I took the book out slowly and ran the tips of my fingers over the cover, over my name. I just loved the feel of the buttersoft, rose-colored leather cover with the gilded edging, and I especially loved seeing my name in print written like the title of a book: LEIGH'S BOOK.
I looked up with excitement. Daddy, already dressed in his dark gray three-piece suit and tie, stood back smiling, standing there the way he usually stood with his hands clasped behind his back, rocking on his heels like an old sea captain. Usually, Momma made him stop, claiming it made her nervous. Because Daddy was the owner of a big luxury ocean liner company and was on one ship or another so often, he said he spent more time on the water than on the land and he was used to rocking.
"What is that?" Momma asked when I opened the cover to blank page after blank page.
"I call it a logbook," Daddy said and winked at me. "Captain's log. Keep track of the major events. Memories are more precious than jewels," Daddy said.
"It's just a diary," Momma said shaking her head. "Logbook. She's a little girl, not a sailor."

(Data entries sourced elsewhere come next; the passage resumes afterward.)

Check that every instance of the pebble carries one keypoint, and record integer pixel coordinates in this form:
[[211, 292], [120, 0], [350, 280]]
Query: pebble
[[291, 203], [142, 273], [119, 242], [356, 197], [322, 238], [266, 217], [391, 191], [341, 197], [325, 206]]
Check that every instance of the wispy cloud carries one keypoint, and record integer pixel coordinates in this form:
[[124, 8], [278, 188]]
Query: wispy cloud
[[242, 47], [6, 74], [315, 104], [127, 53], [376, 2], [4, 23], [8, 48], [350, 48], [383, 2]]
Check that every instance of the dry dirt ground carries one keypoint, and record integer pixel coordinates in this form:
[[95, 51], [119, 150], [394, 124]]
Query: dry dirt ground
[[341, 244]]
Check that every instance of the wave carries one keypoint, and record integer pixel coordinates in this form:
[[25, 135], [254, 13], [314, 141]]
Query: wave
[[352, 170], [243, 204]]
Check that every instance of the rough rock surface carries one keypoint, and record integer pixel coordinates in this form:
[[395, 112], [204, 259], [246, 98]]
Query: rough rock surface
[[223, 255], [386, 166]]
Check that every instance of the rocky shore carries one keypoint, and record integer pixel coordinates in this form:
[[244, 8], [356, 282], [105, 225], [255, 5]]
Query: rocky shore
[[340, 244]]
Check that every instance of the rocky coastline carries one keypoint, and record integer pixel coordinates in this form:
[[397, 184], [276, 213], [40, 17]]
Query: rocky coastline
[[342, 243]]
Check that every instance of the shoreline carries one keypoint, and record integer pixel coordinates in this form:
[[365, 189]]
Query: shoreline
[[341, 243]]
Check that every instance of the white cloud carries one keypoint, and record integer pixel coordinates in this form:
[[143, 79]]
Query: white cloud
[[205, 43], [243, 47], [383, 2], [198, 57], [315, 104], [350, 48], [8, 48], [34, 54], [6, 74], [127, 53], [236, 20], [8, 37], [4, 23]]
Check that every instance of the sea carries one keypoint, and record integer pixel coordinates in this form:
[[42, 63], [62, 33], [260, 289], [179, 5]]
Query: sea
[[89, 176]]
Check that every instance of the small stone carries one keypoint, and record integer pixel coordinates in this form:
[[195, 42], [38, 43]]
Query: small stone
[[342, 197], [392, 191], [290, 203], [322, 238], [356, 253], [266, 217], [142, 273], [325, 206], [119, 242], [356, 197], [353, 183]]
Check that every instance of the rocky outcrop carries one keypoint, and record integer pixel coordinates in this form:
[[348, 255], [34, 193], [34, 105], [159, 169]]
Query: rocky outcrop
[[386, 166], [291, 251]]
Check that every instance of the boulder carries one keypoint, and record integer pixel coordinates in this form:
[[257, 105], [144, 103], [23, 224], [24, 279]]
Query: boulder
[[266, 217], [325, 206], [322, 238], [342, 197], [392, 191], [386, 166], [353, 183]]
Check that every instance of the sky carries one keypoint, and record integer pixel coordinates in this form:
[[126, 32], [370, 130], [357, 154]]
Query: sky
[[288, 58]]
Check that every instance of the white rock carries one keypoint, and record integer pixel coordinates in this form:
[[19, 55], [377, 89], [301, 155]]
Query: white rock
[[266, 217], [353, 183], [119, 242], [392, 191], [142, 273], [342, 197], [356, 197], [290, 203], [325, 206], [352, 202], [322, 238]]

Daddy winked at me again. Momma had bought me so many very expensive things, I knew I should pay more attention to them, but I clutched the book called LEIGH'S BOOK to my heart and got up quickly to kiss Daddy thank you. He knelt down and I kissed him on his rosy cheek just above his gray beard, and his shimmering rust-brown eyes brightened. Momma claimed Daddy was on one or another of his ships or at the ocean so much, his skin tasted salty, but I never tasted it whenever I kissed him.
"Thank you, Daddy," I whispered. "I'll write about you all the time."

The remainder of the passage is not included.